The Future of Education

Edition 16

Accepted Abstracts

Does AI Contribute to Redesigning Teacher Assessment Literacy? An Empirical Study across Four School Grades

Maria Vittoria Isidori, University of L’Aquila (Italy)

Valentina Di Michele, University of L’Aquila (Italy)

Cinzia Referza, Università degli Studi dell'Aquila (Italy)

Abstract

Teacher assessment competence – understood as the set of knowledge, skills, and practices that enable teachers to design, implement, and interpret assessment effectively – represents a fundamental professional competence (Yang, 2024). The use of an AI-based toolkit modifies teachers' assessment practices (differentiation, feedback, accessibility), with variations across school levels (Bower and Torrington, 2024; Isidori et All., 2025a).
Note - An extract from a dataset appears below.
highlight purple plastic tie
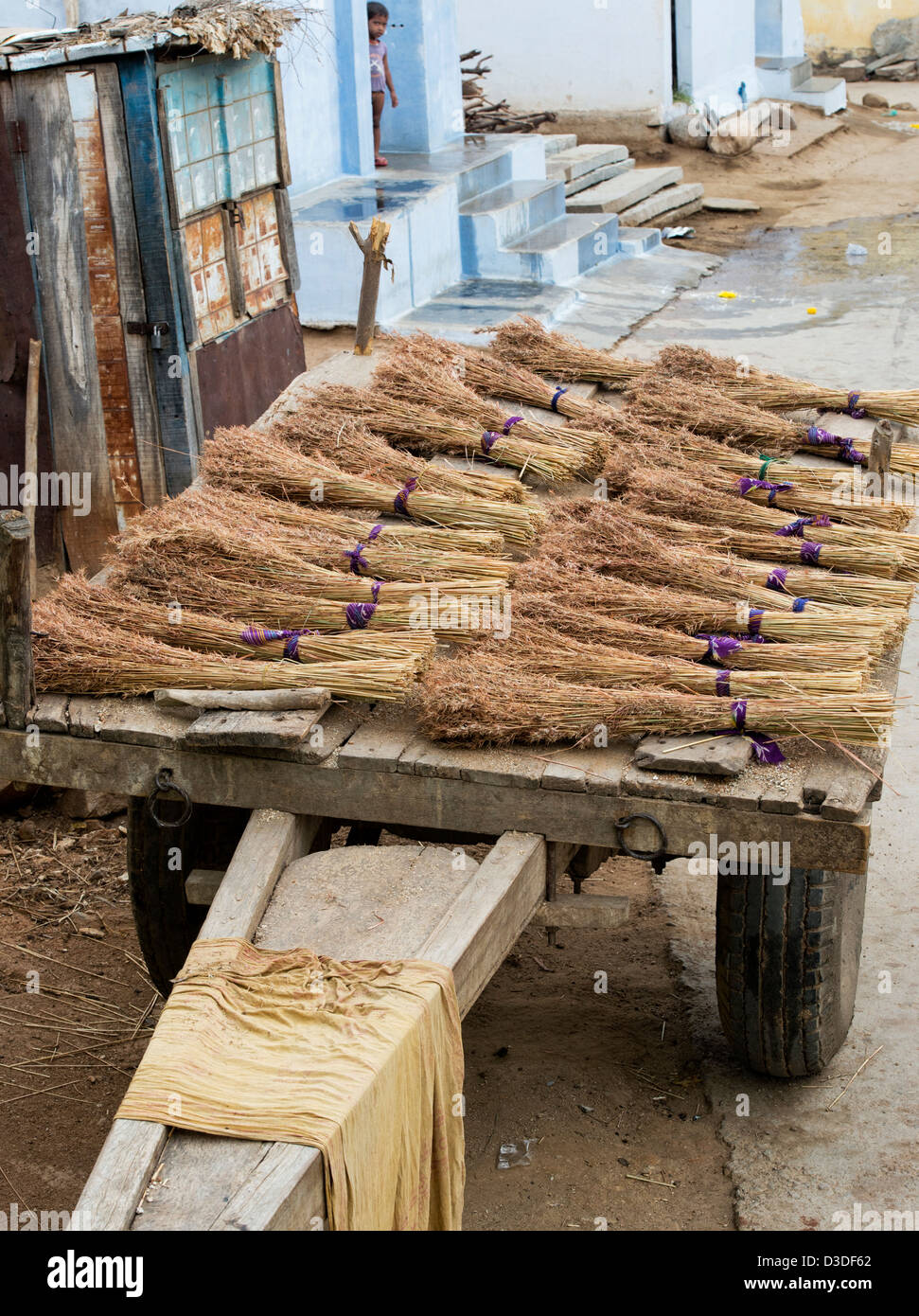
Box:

We analyzed 62 teaching projects (preschool n=18, primary n=16, lower secondary n=14, upper secondary n=14), developed by teachers working in subgroups. Teachers integrated an AI toolkit (LLMs, generative platforms, interactive quizzes). Four parameters were measured: differentiated assessment, formative feedback, voice recordings (accessibility), and explicit AI documentation. Impact was assessed using a structured coding scheme (presence/absence). The distribution was balanced; light statistical weighting and sensitivity analysis were applied.

Secondary school teachers showed marked resistance to applying the toolkit. After weighting:

  • Differentiation: 72% in preschool/primary vs 21% in secondary.
  • Formative feedback: 38% in primary vs 14% in secondary.
  • Multimodal accessibility: 56% in preschool vs 4% in secondary.

Reported resistances include: distrust in AI, preference for traditional assessment, and the perception that accessibility is unnecessary in secondary school.

AI can redesign assessment competence, but secondary teachers' resistance limits its impact. Professional development pathways must address cultural and motivational barriers.

 

Keywords

assessment competence, AI generative, formation teacher, personalization

 

REFERENCES

[1] M. Bower – J. Torrington, How should we change teaching and assessment in response to increasingly powerful generative artificial intelligence? Outcomes of the ChatGPT teacher survey, «Education and Information Technologies», 29 (2024), 12, pp. 15403-15439.

[2] Isidori, Maria Vittoria; Muccini, Henry; Evangelista, Clara (2025) Generative intelligence: a possible redefinition of teaching and formative assessment. A survey among teacher trainees. Giornale italiano di educazione alla salute, sport e didattica inclusiva, 9(1).

[3] Yang, D. (2024). Theoretical model of teachers' assessment competencies: Connotation, structure and performance. Education Science, 40(4), 73-79.